Hab schon diverse Gehäuse ausprobiert, mein PC ist aber am Ende immer wieder "ausgezogen".
Vielleicht würde es ja dieses Edelgehäuse schaffen.

Die Voraussetzungen für die Teilnahme, wie Digitalfotos und Scheibe erfülle ich problemlos.

Grüße aus Weiden!

j.mclane


----------



## NeEcHeN (17. März 2008)

*AW: Coolermaster Cosmos-S-Gehäuse: Jetzt für den Lesertest bewerben!*

Hallo liebes PCGH Team,

hiermit bewerbe ich mich für das Coolermaster Cosmos-S-Gehäuse!

Ich beherrsche die deutsche Sprache in Wort und Schrift!

Fotos sollten auch kein Problem sein, (Spiegel Reflex) cam is vorhanden!

mit Gehäusen kenn ich mich sehr gut aus, zur Zeit besitze ich ein Aerocool BTX Gehäuse, was aber auch schon in die Jahre gekommen ist!

Da ich mir das Gehäuse gerade vorgestern angeguckt habe und begeistert war, es nur leider zu teuer ist für zwischendurch versuch ich es auf diesem Wege!

In meiner Freizeit Oranisiere ich LAN-Partys und auch Casemodding-Contests von daher wäre das perfekt

Wünsche allen viel Glück!!

Lieben Gruß

Pascal S.


----------



## korfe (17. März 2008)

*AW: Coolermaster Cosmos-S-Gehäuse: Jetzt für den Lesertest bewerben!*

Moin,moin!

Hiermit bewerbe ich mich um das Cooler Master Cosmos S RC-1100-KKN1-GP Gehäuse testen zu dürfen!

Digitale Foto`s sind für mich kein Problem, meine Rechtsschreibung geht auch in Ordnung!

Ich konnte auch schon Erfahrung mit PC Gehäusen sammeln, da ich diese für meine Freunde aufrüste, umbaue, bzw. komplett neu zusammen stelle!

Zur Zeit besitze ich ein Chieftec Midi DX-01BD-U SW voll gedämmt!

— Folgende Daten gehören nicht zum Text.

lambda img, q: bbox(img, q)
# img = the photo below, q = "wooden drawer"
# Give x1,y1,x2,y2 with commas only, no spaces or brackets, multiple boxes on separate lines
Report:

Vielleicht habe ich ja Glück!

Greetz!


----------



## skyw8lk3r (17. März 2008)

*AW: Coolermaster Cosmos-S-Gehäuse: Jetzt für den Lesertest bewerben!*

Hallo Liebe PCGH-Extreme Forum

hiermit bewerbe ich mich als Tester für das Cosmos S Gehäuse.
Ich bin auch noch knackige 19 Jahre alt und bin in einer Ausbildung zum Anlagenmechaniker für SHK. Außerhalb meiner Arbeitszeit bin ich ständig am PC und im Internet und durchforste viele PC- und Hardwareseite.
Ich bastel sehr gerne an meinem PC. Mein Chieftech Gehäuse auch nicht mehr das neuste und es hat auch schon etliche Gebrauchsspuren, leider ist mein Gehalt sehr bescheiden was die Anschaffung eines neuen Gehäuses sehr erschwert. Deshalb bin ich sehr gerne bereit für euch diesen Lesertest durchzuführen und euch danach ausführlich drüber zu berichten.
Mein aktuelles System ist recht Aktuell http://www.sysprofile.de/id29170

Um Bilder zu machen steht mir eine Canon Eos 350D zur Verfügung

Gruß Ronny


----------



## DeathForce (17. März 2008)

*AW: Coolermaster Cosmos-S-Gehäuse: Jetzt für den Lesertest bewerben!*

Hallo,
hiermit bewerbe ich mich für den Lesertest des Coolermaster Cosmos-S.
Ich habe schon öfter Tests und Artikel für unsere Clanpage und andere Communitys geschrieben.
Ordentliche Kamera ist ebenfalls vorhanden um alles in Bild und vll. auch Film festzuhalten.

Ich werde das Gehäuse auf Herz und Nieren Testen und alles ordentlich Dokumentieren.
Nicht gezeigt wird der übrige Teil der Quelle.